Objectives: With the introduction of high-throughput biomarker measurements, traditional analysis of these markers is increasingly difficult. Using samples from a diverse group of patients, we tested the applicability of cluster analysis to these data. Using this method, we aim to visualize some of the patterns specific to certain disease groups. In particular, we focus on juvenile idiopathic arthritis (JIA), a multifactorial autoimmune disorder that ultimately leads to chronic inflammation of the joints.
Methods: Cytokine measurements were performed using multiplex immunoassays. Using heuristic clustering methods, we set out to compare the pattern of 30 cytokines in plasma and SF of JIA, RA, OA, or diabetes type II patients and healthy controls.
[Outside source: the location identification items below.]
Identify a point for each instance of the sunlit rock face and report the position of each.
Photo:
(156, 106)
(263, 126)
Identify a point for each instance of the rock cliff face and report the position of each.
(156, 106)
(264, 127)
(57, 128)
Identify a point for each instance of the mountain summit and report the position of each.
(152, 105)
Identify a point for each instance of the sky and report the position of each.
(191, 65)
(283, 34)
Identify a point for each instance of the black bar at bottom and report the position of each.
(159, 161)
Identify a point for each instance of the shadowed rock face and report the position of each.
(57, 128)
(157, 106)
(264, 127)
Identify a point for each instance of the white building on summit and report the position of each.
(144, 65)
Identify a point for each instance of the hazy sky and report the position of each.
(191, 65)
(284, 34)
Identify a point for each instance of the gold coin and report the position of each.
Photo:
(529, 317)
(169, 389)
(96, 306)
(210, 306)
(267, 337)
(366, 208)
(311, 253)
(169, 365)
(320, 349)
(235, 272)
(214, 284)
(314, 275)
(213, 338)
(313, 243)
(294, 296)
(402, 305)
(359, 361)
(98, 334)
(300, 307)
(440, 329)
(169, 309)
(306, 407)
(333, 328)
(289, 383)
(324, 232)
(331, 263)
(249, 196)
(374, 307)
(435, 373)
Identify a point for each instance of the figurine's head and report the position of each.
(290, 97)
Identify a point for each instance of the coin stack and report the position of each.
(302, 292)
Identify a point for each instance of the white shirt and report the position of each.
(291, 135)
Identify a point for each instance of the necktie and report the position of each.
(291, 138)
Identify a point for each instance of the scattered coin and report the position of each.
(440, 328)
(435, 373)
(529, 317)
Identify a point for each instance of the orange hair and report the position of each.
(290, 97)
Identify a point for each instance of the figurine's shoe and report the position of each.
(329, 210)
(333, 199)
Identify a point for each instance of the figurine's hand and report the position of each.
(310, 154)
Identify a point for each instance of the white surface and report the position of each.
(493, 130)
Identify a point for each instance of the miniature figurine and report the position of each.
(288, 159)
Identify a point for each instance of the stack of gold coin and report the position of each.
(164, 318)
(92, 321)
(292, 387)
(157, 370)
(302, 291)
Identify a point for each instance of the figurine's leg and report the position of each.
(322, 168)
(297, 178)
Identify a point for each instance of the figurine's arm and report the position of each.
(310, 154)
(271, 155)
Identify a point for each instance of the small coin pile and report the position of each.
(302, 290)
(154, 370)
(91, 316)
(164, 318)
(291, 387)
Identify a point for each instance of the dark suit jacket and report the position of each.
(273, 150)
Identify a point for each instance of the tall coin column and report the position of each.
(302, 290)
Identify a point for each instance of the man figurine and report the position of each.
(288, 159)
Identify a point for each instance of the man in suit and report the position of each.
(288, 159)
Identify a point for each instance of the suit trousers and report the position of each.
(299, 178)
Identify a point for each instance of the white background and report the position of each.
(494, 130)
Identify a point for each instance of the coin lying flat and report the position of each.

Results: Analysis shows that oligo- and polyarticular JIA have similar biomarker profiles, both in plasma and SF. Systemic onset JIA (SoJIA) has a profile distinct from other JIA subtypes, suggesting that they involve different inflammatory processes. SoJIA samples do, however, cluster together with RA in SF, suggesting that these two conditions have similar cytokine profiles. Furthermore, we identify several clusters of ILs and chemokines that are co-expressed, suggesting that they are co-regulated.
Conclusions: We show that previously undetected clusters of cytokines and patients can be identified by applying cluster analysis to multiplex data. Cytokine clusters identified in plasma and SF samples were quite different, which underscore the differential cytokine signalling in these two compartments, and suggest that plasma samples may not be suitable for estimating joint biomarker profiles and inflammation.